After the suit was filed, Trautman told the Erie Times-News that he did not recall Smyczynski’s name. Trautman lives in Erie and keeps an office at the Catholic Diocese of Erie’s administration building.
The Buffalo suit claims, among other things, that Trautman knew of Smyczynski’s abuse and failed to investigate it and report it. The suit also claims that, as part of the cover-up, Trautman “expedited an annulment for a member of Plaintiff’s family with the hope of ensuring their silence about the abuses perpetrated by Fr. Smyczynski and covering up those abuses.”
The Catholic Diocese of Erie is not facing similar cases in Pennsylvania because the state General Assembly did not pass a look-back law that would take effect immediately and be similar to New York’s Child Victims Act.

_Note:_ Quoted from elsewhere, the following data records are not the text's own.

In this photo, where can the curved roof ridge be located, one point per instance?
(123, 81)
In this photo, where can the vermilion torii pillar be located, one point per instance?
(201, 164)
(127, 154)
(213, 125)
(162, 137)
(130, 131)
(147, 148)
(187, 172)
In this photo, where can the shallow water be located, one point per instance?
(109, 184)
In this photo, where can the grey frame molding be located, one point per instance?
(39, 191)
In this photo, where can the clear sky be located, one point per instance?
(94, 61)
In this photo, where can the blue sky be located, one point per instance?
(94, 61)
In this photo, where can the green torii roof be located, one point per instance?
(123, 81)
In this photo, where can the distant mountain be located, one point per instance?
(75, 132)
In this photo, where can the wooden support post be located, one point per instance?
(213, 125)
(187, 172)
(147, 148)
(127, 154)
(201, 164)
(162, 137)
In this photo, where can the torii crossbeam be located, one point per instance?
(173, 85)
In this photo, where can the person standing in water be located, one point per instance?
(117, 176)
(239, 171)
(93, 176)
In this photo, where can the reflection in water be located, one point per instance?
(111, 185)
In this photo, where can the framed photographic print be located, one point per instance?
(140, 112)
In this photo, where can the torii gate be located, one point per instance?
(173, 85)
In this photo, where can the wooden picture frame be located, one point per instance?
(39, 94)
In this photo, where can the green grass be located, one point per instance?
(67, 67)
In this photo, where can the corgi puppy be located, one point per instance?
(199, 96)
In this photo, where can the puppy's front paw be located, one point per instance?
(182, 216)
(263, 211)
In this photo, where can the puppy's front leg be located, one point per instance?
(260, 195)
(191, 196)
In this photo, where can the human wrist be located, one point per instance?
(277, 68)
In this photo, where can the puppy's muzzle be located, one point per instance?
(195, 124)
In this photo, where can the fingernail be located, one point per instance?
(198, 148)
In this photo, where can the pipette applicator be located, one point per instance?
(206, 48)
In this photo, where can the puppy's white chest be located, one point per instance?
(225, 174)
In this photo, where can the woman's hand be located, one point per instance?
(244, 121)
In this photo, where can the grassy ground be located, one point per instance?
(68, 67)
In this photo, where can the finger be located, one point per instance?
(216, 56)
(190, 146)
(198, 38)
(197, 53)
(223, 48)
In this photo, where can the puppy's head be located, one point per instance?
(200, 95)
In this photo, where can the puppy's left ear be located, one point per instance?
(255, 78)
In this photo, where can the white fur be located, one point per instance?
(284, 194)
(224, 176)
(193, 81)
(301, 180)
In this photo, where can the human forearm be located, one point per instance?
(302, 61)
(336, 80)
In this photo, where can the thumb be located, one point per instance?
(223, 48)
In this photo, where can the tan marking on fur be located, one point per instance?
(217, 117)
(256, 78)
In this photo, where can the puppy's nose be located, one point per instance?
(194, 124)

The General Assembly instead approved, in November, a measure that would amend the state constitution to allow for the two-year window to sue. But the amendment process will take years.
The Catholic Diocese of Erie and other Roman Catholic dioceses statewide established compensation funds for victims, though victims who receive money from those funds must waive their right to take court action over abuse.